Lieutenant Colonel Stewart Scheler is the only member of the U.S military being charged with any sort of crime after the catastrophic withdrawal from Afghanistan that left twelve service members dead and at least a hundred Americans stranded in Afghanistan. His crime: making a series of videos criticizing the United States government for the way the withdrawal was conducted.

Prosecutors in Chicago have declined to charge gang members who were arrested in a gunfight that killed one person and left two others wounded because the men involved were all “mutual combatants”. 

Many Christians actively avoid weighing in on these and other issues because they deem these subjects to be “political” in nature.  In reality they are all clearly issues of justice, not politics:

Parents are commanded by God to be stewards of and guardians of their children. It is clearly an act of injustice for a parent to be considered a terrorist for doing what God has commanded them to do.  

It is not fair (just) for one person to be charged with a crime in the Afghanistan withdrawal. Especially when that person’s only crime appears to be complaining (albeit against military policy) about the way the withdrawal was handled. 

Refusing to charge gang members for killing people on a public street puts everyone in the area in danger.  It could be argued that the governments one job is to protect citizens from evil people (1st Peter 2:13-15). Consequently, the policy of only charging people who are not “mutual combatants” places bystanders and those who live in the neighborhood in danger and is therefore an unjust policy. 

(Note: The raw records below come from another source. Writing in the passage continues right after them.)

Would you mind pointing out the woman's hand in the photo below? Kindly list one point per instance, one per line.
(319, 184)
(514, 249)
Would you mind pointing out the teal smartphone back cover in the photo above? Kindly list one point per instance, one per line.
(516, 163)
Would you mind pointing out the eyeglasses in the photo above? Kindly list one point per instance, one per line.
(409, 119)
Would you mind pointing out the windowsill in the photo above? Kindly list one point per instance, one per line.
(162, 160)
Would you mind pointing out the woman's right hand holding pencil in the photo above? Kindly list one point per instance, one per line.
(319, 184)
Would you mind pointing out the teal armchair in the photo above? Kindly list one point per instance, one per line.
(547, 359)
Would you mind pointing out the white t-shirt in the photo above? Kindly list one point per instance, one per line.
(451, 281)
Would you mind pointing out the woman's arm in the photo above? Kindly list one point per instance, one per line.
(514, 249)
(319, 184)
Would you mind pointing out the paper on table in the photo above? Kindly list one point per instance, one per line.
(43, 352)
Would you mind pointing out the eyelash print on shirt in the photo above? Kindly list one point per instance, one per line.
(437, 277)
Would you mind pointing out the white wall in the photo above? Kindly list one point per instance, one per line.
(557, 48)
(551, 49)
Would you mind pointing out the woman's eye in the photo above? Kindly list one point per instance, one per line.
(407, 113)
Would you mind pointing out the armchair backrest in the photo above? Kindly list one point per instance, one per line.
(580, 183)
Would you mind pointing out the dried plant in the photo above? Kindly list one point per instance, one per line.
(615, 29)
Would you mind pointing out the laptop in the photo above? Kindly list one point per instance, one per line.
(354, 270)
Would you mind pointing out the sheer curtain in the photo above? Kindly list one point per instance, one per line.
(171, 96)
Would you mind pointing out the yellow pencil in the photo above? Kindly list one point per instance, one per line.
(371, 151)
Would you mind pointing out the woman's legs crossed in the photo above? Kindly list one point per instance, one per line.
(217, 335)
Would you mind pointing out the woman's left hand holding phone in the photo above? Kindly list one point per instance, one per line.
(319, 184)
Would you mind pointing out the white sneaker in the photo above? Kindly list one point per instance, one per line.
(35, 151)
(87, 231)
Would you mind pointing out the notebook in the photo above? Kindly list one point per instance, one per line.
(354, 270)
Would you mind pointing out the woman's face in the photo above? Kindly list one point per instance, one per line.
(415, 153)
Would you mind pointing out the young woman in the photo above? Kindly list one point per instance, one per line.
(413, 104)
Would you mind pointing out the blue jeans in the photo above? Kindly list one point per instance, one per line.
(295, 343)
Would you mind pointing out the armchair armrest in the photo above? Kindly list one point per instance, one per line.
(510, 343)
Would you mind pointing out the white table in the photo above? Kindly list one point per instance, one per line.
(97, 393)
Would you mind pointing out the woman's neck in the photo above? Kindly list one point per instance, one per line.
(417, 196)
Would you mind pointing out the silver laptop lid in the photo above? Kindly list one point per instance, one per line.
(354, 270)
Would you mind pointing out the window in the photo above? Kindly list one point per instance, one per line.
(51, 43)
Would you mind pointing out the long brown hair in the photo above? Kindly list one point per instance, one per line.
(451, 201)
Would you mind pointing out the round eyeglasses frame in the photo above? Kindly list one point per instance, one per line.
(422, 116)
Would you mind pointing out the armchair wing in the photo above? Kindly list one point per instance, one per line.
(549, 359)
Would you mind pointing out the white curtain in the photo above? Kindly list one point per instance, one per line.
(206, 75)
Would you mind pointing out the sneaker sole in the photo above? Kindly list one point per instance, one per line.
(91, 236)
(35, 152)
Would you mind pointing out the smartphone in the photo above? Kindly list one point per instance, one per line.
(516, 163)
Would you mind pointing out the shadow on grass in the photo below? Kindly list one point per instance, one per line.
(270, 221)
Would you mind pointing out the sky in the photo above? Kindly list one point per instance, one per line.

I understand the reluctance Christians have of getting involved in politics. Politics are messy. The power structures in politics are unscrupulous and even good people can be corrupted by those structures. Furthermore, no one in the history of forever has ever had their heart changed by the political process and it is all-too easy for politics to take a place in our hearts that only God should have. 

That said. 

Christians have to learn to separate issues of politics from issues of justice. When we fail to do that we encourage injustice to flourish.